Roger Mullin
Main Page: Roger Mullin (Scottish National Party - Kirkcaldy and Cowdenbeath)Department Debates - View all Roger Mullin's debates with the Home Office
(8 years, 4 months ago)
Commons ChamberI wish to compliment the shadow Home Secretary on the way he opened this debate. He set the matter out in exactly the right tone, with precision, and suggested how it could be resolved, and I am extremely grateful. I wish I could say that the Minister approached the issue with some degree of certainty, but he was able to offer only a convoluted and equivocal speech that will have generated not certainty but uncertainty in the minds of many EU nationals living in this country.
For me, this started not after the referendum but before it, when during Prime Minister’s questions I mentioned two of my constituents of German nationality who were so upset at the nature of the debate on immigration that they left Scotland and said that they did not want to live in the United Kingdom while the referendum was going on, such were their feelings about the way they were characterised. That issue went even deeper for them, because they had lived in Scotland at the time of the independence referendum when they were allowed a vote. For the EU referendum, however, they were denied the vote that this House should have given them and that would have helped to relieve some of their pre-vote anxieties.
Many Members have constituents who are caught in many different situations. Not only have those two constituents of mine already left—I am trying to persuade them to return to Scotland—but I heard yesterday from a local friend who is a mortgage broker and said that a couple who were due to buy their first home in Scotland withdrew at the last minute saying, “We’re EU citizens. We cannot take the risk of investing here when such uncertainty lies over us today.”
Does that put to bed the lie that the Government have a long-term economic plan?
I always thought that it was rather fanciful thinking on the Government’s part that they knew what a long-term economic plan might look like.
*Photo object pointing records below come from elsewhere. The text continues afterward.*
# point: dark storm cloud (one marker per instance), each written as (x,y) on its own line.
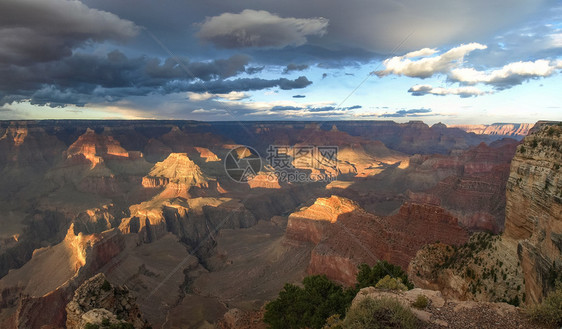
(84,78)
(39,31)
(312,109)
(243,84)
(254,69)
(220,68)
(406,113)
(294,67)
(259,28)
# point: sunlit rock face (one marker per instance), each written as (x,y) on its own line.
(534,207)
(530,249)
(345,235)
(40,300)
(502,129)
(95,148)
(97,300)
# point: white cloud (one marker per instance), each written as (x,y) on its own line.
(259,28)
(231,96)
(451,64)
(421,90)
(427,66)
(509,75)
(421,52)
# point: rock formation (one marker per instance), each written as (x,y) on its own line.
(452,313)
(527,259)
(515,130)
(29,300)
(534,207)
(98,302)
(345,235)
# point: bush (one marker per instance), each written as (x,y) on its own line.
(549,312)
(91,326)
(106,286)
(391,284)
(369,277)
(379,314)
(309,306)
(334,322)
(421,302)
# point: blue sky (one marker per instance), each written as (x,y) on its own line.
(437,61)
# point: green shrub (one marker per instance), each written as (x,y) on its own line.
(421,302)
(534,143)
(549,312)
(334,322)
(369,277)
(309,306)
(121,325)
(91,326)
(390,283)
(106,286)
(379,314)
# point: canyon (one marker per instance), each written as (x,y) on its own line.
(150,206)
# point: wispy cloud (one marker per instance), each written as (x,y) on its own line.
(421,90)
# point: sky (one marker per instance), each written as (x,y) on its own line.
(456,62)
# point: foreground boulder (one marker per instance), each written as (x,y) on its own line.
(97,302)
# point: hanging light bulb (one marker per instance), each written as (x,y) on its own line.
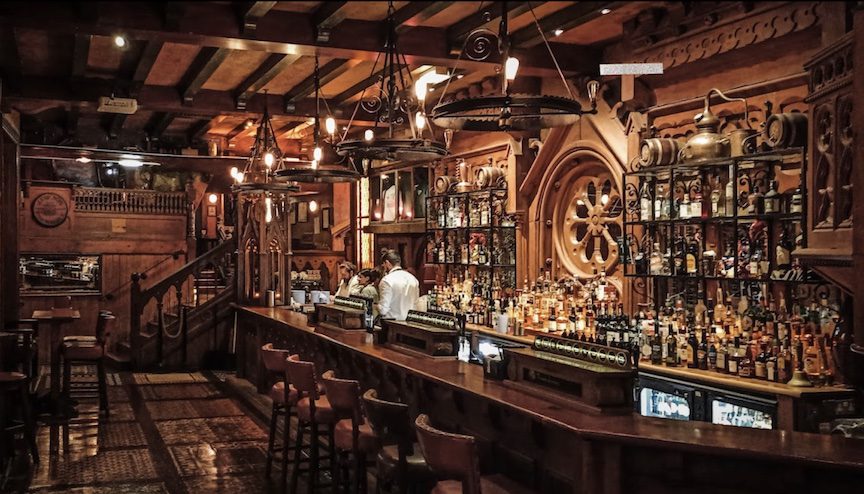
(511,67)
(268,214)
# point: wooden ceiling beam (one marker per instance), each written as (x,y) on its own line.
(251,13)
(215,25)
(306,87)
(207,61)
(565,19)
(266,72)
(415,13)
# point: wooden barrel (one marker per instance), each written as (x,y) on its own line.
(443,184)
(658,151)
(786,130)
(489,176)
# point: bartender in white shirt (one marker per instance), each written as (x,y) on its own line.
(398,290)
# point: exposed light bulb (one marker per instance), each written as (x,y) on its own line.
(268,214)
(511,67)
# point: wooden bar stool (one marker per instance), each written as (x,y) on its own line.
(354,438)
(88,351)
(313,410)
(399,459)
(454,456)
(284,397)
(15,378)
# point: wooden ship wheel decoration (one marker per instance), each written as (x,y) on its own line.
(587,224)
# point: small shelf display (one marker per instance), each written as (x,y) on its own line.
(472,240)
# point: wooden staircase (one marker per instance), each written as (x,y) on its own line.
(185,320)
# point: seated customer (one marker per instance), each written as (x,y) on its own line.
(367,287)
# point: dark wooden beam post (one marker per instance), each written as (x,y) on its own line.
(207,61)
(251,13)
(306,87)
(272,66)
(565,19)
(326,17)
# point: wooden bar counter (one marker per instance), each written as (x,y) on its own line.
(556,449)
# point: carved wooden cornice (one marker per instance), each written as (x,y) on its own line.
(738,31)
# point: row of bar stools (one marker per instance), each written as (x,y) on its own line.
(454,456)
(354,438)
(88,350)
(16,348)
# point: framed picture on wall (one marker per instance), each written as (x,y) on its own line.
(325,217)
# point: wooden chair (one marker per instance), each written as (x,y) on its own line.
(88,351)
(454,456)
(313,411)
(399,459)
(355,440)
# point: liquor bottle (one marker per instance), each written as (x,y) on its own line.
(796,203)
(645,202)
(772,199)
(702,353)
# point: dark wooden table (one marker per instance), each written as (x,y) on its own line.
(56,318)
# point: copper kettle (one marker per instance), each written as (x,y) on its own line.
(708,143)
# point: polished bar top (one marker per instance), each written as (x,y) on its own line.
(632,429)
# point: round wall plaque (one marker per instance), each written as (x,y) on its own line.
(50,209)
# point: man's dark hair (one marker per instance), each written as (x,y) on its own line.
(392,256)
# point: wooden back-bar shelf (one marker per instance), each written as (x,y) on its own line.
(346,316)
(587,376)
(429,334)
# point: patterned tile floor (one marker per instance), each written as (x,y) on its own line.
(167,433)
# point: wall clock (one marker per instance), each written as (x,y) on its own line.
(50,209)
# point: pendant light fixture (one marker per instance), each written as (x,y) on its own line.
(326,165)
(401,131)
(508,111)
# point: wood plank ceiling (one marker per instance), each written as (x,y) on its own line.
(203,71)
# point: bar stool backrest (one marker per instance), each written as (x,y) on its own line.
(390,421)
(452,456)
(344,396)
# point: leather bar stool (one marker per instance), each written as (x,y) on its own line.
(353,436)
(313,411)
(88,351)
(454,456)
(284,397)
(15,378)
(399,459)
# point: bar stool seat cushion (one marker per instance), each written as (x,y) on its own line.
(75,351)
(367,442)
(323,411)
(12,377)
(489,484)
(277,394)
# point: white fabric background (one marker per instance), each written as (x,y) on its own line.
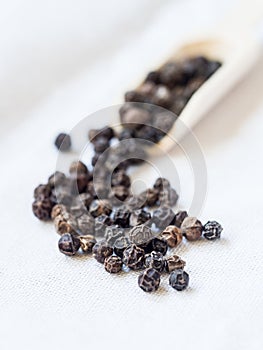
(60,61)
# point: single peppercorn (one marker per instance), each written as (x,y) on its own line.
(174,262)
(68,244)
(139,217)
(120,245)
(179,279)
(99,207)
(101,251)
(63,142)
(155,260)
(113,264)
(87,242)
(172,235)
(192,228)
(42,208)
(212,230)
(140,234)
(133,257)
(149,280)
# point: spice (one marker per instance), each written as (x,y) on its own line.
(113,264)
(68,244)
(179,280)
(101,251)
(133,257)
(172,235)
(212,230)
(155,260)
(149,280)
(63,142)
(192,228)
We need not a long-term economic plan, but short-term and immediate action for every EU national who lives in this country.
One lady wrote to me in concern because her husband is from Denmark and is anxious about what will happen to them. She asked, “Will our family be split up?” These are anxieties and the Minister might say, “Well, some of those anxieties are ill-founded.” But the anxieties are not ill-founded if the Government lack clarity. If the Government decline to give the clarity and certainty they need, people’s uncertainty and their worries are perfectly legitimate. Minister, it is time to act. It is not too late: do the right thing, and do it now.
On a point of order, Madam Deputy Speaker. I seek your reassurance. Resignations can come at a bewildering pace these days in Westminster, so can you tell the House whether we still have a Government Whips Office? For the bulk of the debate there has been only one Government Back Bencher in the Chamber. That used to be the job of the Government Whips Office. Have they given up?